At this camp, no therapy, just fun
Written by Sarah Ruiz|
November 10, 2014
Bonfires and sing-alongs may be taken for granted at a typical summer camp, but for kids who attended Camp Kesem at the College of William and Mary this past August, those seemingly banal camp experiences provided a much-needed break from the stress of living with a parent diagnosed with cancer.
The National Camp Kesem Organization began at Stanford in 2000 to support children ages six to 16 who have parents suffering from cancer. Participation has grown every year following its creation; new chapters are being created at universities across the country and the College opened its very own chapter during the last school year.
Camp director Marge Lobeck ’15 got the idea to bring Camp Kesem to the College from her brother, a camp counselor at George Washington University.
“He told me it was one of the most incredible experiences he’s ever had and that I should look into starting [a chapter] here,” Lobeck said. “So I found out about this Livestrong grant, filled out the entire application, and then it went to a month-long voting campaign. I found out a week before finals that we had won the grant. It was $10,000.”
What followed was a yearlong planning and fundraising process for the first camp session, which took place this summer. According to PR and Marketing chair for the College’s chapter Ian Kirkwood ’16, each chapter must set and meet a fundraising goal in order to host camp.
“Last year we set a modest fundraising goal of $30,000,” Kirkwood said. “We got all this momentum going and ended up achieving and surpassing our fundraising goal by January, which is a national record for Camp Kesem. They stopped announcing how much money we had because it just got ridiculous.”
Operations Coordinator chair Devon Oberle ’15 oversaw the planning of camp activities and logistics. For her, the final product went even better than expected.
“It was a really empowering week, we put in a ton of work, and I thought it was going to go well but it was truly unbelievable,” Oberle said.
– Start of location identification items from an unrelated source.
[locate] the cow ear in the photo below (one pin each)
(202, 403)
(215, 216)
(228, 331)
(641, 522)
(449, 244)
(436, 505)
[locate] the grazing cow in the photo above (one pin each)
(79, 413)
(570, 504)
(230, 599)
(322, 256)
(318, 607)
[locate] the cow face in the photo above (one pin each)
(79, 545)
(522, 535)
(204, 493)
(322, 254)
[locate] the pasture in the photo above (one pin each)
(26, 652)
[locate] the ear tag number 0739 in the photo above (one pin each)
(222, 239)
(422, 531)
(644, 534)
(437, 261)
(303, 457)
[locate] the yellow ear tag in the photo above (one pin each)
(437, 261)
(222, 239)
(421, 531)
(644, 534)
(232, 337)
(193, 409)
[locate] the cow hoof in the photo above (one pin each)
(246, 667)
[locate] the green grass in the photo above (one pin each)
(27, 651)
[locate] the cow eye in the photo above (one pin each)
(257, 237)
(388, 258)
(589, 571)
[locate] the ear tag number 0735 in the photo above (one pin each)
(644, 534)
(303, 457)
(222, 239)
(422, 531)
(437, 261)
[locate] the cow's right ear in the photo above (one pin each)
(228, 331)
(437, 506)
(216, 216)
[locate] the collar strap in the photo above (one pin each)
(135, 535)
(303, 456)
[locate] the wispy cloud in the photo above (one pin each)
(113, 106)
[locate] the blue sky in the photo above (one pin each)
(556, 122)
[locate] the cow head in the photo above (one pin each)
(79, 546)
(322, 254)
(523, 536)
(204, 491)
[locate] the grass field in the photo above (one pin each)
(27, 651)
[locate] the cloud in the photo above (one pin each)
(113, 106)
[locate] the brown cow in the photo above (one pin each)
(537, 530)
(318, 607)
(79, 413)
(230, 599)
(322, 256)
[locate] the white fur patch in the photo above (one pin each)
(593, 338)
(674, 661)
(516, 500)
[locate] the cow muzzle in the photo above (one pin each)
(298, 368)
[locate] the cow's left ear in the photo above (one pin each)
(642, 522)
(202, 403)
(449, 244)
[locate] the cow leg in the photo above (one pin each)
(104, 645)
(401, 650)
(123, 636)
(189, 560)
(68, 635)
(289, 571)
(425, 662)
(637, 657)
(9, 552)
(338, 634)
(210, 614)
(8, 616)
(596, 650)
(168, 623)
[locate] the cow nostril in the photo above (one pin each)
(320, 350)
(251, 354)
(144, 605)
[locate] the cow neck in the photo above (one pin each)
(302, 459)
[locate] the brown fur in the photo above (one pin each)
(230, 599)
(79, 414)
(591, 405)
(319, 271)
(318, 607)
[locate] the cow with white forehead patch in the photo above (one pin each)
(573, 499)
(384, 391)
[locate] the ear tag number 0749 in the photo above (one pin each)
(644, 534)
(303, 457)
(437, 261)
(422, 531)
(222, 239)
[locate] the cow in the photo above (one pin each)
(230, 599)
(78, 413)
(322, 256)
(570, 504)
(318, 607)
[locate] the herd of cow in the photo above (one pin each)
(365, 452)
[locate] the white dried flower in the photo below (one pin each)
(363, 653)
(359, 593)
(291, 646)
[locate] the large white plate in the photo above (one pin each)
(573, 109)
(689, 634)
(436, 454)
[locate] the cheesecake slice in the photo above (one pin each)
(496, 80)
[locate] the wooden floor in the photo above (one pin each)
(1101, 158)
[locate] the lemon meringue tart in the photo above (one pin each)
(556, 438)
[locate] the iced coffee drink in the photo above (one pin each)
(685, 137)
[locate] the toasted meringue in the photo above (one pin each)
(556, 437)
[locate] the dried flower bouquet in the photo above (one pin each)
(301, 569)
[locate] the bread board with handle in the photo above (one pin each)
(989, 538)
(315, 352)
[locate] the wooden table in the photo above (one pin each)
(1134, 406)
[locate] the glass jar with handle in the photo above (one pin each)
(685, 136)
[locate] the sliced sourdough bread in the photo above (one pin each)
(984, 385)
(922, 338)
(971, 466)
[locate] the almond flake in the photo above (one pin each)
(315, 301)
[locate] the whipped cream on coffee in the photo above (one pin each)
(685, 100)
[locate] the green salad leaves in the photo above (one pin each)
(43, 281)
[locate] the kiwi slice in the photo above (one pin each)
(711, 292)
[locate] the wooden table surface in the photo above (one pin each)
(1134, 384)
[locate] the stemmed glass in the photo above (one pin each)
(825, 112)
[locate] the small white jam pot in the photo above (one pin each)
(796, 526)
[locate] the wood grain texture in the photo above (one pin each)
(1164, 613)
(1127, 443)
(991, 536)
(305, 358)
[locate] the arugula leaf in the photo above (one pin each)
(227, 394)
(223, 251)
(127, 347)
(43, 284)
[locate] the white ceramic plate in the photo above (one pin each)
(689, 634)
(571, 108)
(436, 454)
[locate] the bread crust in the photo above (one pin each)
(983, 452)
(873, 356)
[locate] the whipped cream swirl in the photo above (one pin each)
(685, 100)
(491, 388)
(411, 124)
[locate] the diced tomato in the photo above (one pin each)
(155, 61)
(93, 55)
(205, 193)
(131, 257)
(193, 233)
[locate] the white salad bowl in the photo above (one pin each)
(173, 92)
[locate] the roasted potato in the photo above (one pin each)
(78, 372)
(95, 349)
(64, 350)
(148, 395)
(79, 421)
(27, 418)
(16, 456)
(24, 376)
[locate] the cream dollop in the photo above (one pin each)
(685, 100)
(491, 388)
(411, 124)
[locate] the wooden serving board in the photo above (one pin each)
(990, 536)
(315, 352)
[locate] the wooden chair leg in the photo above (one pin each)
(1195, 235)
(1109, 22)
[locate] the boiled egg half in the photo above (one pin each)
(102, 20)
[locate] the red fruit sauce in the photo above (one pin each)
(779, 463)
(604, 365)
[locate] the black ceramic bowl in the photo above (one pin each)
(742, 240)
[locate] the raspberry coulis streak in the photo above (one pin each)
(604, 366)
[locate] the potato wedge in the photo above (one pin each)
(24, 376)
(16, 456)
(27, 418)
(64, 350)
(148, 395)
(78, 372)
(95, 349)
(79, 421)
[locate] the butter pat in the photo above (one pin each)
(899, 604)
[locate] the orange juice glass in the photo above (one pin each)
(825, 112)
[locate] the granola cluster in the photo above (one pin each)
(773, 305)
The camp itself is organized around the idea that kids enduring the hardship of having a parent diagnosed with cancer need a place to just have fun. Campers spend their days participating in a range of regular summer camp activities from arts and crafts to nature and adventure.
Camp co-director Kendall VanHoose ’16 said the camp’s mission is to provide the kids with a normal camp experience.
“The main purpose of Camp Kesem is to give these kids a chance to be kids. We are college students, not therapists, and camp is not therapy,” VanHoose said. “The activities are what you would typically think of at an overnight summer camp.”
Despite not providing therapy, Kesem does provide an important support system for its campers. During the summer this includes “Cabin Chats,” where campers can open up and talk about whatever is on their minds, as well as an Empowerment Ceremony that provides an opportunity for campers to share their personal experiences with cancer.
“The only time at camp that we do address cancer directly is the empowerment ceremony,” VanHoose said. “Almost all of the kids end up sharing their experiences with what they’re going through and how it’s impacted them. It was incredible to watch their faces light up when they saw someone else understood.”
According to Lobeck, even after camp has ended, the counselors and campers remain in touch, providing a support system for these kids year round.
“Two of our campers just had their moms pass away so we went to their funerals, sent them cards, took them out for ice cream, just to make sure they’re getting as much support as possible,” Lobeck said.
The support is not one-sided, either. VanHoose said that having seen the personal strength of the campers, she came away from the experience with a new set of role models.
“The typical counselor and camper relationship is one where the counselor is a role model for these kids, but I think most of us came away from it finding role models in the kids themselves,” VanHoose said. “I can say personally that I look up to every single one of them. They are stronger than I am.”
Now heading into its second year, the College’s chapter is already planning fundraising and PR events for the upcoming months. “Krazy Kesem” week, a national awareness campaign, will be held Dec. 1-5, and an information table will be available on the Sadler Terrace every Friday for the rest of the year.
“We are looking for freshman and sophomores to get involved,” Kirkwood said. “We need young blood.”